2025年11月5日水曜日

副議長 「人知らずして うらみず」と 謙虚な心 町の安全


 全く信じられないニュースを見ました。北海道積丹町で9月27日に、町議会副議長の海田一時氏の自宅近くに設置された箱罠に、体重284キロの巨大なヒグマが捕獲された際、地元猟友会の人が氏名を尋ねたところ、「誰にものを言っているのか」と怒りだし、その上、危険なのでその場を離れるように言うと、それを拒否。その上「こんなに人数が必要なのか。金もらえるからだろ。
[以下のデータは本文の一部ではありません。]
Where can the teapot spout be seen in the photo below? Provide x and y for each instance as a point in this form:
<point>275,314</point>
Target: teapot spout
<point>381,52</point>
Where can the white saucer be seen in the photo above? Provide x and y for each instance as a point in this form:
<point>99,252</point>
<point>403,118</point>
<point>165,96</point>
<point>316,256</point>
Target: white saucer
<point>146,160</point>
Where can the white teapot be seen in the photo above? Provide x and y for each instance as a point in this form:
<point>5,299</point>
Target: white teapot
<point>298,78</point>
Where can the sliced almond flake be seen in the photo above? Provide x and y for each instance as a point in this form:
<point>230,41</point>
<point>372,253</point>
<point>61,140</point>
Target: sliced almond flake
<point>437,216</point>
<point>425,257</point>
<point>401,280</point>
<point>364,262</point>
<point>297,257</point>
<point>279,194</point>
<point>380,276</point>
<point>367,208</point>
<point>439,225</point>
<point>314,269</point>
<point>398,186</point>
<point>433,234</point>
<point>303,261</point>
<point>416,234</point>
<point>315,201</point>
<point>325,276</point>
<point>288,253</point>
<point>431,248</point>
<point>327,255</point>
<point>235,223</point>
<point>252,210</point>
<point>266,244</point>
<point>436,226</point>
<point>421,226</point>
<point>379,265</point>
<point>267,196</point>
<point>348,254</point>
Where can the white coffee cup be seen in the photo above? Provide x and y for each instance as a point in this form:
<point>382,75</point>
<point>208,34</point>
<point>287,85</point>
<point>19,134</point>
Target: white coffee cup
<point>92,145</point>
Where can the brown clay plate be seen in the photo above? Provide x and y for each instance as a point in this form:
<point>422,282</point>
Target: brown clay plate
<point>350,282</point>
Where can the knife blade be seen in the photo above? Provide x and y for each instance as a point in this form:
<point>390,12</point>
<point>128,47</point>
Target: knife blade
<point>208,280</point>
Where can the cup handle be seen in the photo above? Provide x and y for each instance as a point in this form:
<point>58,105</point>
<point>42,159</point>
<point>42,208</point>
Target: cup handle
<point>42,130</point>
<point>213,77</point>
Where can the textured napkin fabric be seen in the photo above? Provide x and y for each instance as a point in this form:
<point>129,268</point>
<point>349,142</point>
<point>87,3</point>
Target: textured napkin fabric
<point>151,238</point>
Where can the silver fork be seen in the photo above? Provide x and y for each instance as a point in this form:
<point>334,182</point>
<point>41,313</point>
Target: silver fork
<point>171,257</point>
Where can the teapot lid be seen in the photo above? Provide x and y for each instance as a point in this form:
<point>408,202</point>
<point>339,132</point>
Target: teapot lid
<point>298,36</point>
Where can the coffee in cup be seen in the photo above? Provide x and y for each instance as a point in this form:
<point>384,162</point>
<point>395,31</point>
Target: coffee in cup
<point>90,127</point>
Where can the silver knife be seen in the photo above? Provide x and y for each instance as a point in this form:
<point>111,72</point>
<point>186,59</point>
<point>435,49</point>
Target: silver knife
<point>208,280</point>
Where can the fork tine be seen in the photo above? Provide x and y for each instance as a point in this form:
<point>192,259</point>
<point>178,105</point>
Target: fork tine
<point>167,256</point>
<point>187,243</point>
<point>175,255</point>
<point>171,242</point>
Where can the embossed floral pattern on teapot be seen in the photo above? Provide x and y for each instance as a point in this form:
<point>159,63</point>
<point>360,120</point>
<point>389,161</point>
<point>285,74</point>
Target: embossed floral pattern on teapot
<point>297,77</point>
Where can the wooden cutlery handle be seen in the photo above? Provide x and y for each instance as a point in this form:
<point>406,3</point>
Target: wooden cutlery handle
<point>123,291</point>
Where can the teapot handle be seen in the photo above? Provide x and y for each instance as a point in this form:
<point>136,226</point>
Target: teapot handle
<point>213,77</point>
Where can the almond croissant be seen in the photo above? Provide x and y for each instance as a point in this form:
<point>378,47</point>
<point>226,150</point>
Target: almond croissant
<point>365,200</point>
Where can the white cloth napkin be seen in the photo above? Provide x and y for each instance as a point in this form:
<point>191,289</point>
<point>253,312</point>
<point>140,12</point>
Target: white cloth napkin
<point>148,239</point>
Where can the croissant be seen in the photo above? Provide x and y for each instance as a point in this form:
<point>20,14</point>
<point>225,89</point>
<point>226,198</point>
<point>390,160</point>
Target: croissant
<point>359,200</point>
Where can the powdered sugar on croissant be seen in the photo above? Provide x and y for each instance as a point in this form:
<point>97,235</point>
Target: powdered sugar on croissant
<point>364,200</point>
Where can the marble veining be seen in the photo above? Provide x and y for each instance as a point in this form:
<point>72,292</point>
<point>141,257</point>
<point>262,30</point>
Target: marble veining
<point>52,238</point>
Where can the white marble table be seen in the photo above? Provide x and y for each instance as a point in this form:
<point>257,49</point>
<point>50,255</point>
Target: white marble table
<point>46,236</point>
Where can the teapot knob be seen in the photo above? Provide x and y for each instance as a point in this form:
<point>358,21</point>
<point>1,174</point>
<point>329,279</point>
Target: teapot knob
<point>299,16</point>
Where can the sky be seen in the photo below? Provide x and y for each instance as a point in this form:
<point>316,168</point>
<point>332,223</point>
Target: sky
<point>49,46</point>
俺にそんなことするなら駆除もさせないようにするし、議会で予算も減らすからな。辞めさせてやる」と言い放ったそうです。それに激怒した猟友会は、その後の度重なる熊の出没による駆除依頼を「謝罪をしない限り出動しない」と拒否。さらに、それに対して副議長は「俺は悪くない」と謝罪を拒否して、事態が暗礁に乗り上げたままになってしまいました。
そんな中、積丹町の役場への爆破予告があり、地元の子供や大人たちが楽しみに準備してきた「積丹町文化祭」が急きょ中止に追い込まれたそうです。地元の人たちがかわいそうです。
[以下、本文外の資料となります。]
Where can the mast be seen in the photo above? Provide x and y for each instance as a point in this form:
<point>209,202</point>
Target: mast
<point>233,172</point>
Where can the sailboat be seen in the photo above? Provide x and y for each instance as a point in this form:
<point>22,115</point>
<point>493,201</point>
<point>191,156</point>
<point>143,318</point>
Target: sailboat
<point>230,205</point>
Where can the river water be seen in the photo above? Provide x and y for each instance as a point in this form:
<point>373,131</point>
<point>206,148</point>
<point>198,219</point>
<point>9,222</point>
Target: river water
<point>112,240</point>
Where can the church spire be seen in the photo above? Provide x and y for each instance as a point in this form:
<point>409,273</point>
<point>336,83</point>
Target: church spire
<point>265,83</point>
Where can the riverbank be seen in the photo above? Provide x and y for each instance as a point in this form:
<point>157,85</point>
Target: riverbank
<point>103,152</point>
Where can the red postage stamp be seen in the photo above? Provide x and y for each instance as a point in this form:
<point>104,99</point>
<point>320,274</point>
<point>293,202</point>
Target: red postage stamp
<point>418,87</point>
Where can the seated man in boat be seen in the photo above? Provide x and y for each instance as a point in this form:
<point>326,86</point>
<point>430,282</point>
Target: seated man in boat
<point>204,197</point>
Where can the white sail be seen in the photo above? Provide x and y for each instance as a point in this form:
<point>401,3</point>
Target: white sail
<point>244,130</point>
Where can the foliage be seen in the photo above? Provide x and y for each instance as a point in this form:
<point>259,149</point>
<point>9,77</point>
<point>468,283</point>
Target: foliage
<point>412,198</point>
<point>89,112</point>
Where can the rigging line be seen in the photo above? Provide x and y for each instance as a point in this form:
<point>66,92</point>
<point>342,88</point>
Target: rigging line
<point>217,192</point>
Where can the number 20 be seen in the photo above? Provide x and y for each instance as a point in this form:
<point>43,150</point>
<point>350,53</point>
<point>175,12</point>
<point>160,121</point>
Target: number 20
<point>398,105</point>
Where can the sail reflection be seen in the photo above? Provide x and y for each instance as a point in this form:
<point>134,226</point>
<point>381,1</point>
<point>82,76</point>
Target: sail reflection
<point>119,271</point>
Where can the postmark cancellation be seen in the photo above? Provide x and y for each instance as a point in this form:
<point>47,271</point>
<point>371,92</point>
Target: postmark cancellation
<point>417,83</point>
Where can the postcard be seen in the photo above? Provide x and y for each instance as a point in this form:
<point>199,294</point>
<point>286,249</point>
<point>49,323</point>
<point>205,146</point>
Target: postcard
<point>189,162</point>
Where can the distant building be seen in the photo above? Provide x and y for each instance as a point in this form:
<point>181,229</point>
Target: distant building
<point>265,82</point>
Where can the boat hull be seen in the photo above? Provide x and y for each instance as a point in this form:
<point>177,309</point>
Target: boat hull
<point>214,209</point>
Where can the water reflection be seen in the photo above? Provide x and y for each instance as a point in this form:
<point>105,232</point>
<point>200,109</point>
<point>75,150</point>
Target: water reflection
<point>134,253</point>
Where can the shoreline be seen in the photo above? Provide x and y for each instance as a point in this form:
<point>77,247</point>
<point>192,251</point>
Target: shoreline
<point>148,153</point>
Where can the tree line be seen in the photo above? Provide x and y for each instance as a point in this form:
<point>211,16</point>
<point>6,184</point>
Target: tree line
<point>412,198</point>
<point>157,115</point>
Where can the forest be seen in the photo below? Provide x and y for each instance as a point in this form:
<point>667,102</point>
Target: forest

そもそも、猟友会の人が副議長の顔を知らないからと言って怒り出すのが情けない。中学校の国語の教科書にも出てくる「論語」の中で孔子が「人知らずしてうらみず、これ君子ならずや」と言っています。「人が自分のことを知らないからと言って怒らない(人が知らないのはまだ、自分の徳が足らないからだ)。それが、徳の高い人だ」という意味です。自分のことを知らないのは、まだ、自分の努力や実績が足らないからだと考え、さらに研鑽を高めていけば良いのです。それを怒りだして、その上、お金が…とか、辞めさせてやる…とか、論外です。猟友会の人が1回出動して得られるお金は、3000円程度だそうで、その程度のお金で町民の命を守ってくれているのはありがたいことです。それに全国的にハンターが減っている現状でこの人たちを辞めさせたら、その後のなり手はいません。お山の大将のような下らないプライドを捨てて、感謝の気持ちを持って謝罪すべきです。それが、町を守る町議会の副議長のすべきことです。また、爆破予告をした人も、頭にきたとは思いますが、もう少し冷静に対処して欲しいと思います。